I do not have USB UART serial cable, are there any other way how to save this boot log?

Please see attached below:
Xorg.0.log (7.6 KB)

This requires using sudo. Was your user root?

You can first run “sudo -s” to drop into a root shell, or you can prefix with:

sudo insmod /lib/modules/4.9.299-usbdev/kernel/drivers/gpu/nvgpu/nvgpu.ko

(be sure to monitor “dmesg --follow” prior to this to see messages in case it does succeed)

This did the trick, you are true Linux GURU, Jetson Nano GUI is loaded now and USB Dongle is working as required.

Thank you a lot for your huge effort to find solution for this case. Very last question, is it the only way how to get it working, compile new kernel with USB HID support and boot from it? There is no option to extract driver now from working system and install them on another Jetson Nano like I can do it on Windows OS?

P.S. Please drop me PM with some crypto wallet address or other way I can donate you some beer or whatever you like for your help! :)

No donation required, I’d get bored if I didn’t do this, but the thought is appreciated. What follows isn’t a “rant”, but it’ll look like it. The long explanation below is more or less about how and why PCs and embedded systems differ on Linux as to what you find by default, and a comparison of both the cost and benefit of Windows for driver developers.

Windows is doing exactly what you just did. Their database is just better.
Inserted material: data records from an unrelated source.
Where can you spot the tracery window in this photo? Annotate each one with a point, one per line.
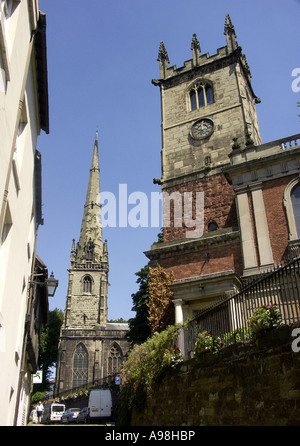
(201, 94)
(295, 198)
(80, 366)
(87, 284)
(114, 360)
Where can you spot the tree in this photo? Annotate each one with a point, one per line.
(161, 309)
(139, 329)
(48, 350)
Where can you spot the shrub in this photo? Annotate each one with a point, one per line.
(265, 318)
(207, 341)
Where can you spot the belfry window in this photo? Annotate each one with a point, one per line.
(201, 94)
(114, 360)
(87, 284)
(295, 198)
(80, 366)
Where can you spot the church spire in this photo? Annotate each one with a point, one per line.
(90, 246)
(195, 47)
(163, 60)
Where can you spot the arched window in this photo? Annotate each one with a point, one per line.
(115, 360)
(201, 94)
(295, 198)
(87, 284)
(80, 366)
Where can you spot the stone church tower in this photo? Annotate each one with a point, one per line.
(90, 349)
(208, 109)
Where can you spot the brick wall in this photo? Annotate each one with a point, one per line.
(254, 383)
(276, 216)
(219, 205)
(221, 258)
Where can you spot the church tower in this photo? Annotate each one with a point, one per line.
(208, 110)
(91, 349)
(88, 273)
Just to illustrate, on your desktop PC, look what you have here, which is for a number of network cards:

# The $(uname -r) syntax will'll fill that in for you:
cd /lib/modules/$(uname -r)/kernel/drivers/net/ethernet

Look at all of those ethernet card drivers! Then look at the same location on a Jetson. The Jetson still has a lot of drivers, but not as many as the desktop PC. To see what package something belongs to, I’ll illustrate with the Intel e100 driver (this driver has been around a very long time):
dpkg -S /lib/modules/$(uname -r)/kernel/drivers/net/ethernet/intel/e100.ko
(Intel has several models, but this is for the specific chipset NIC)

Check the package on both the Jetson and the PC. You’ll find it shows up for the PC, but not the Jetson. It doesn’t mean the Jetson one does not exist.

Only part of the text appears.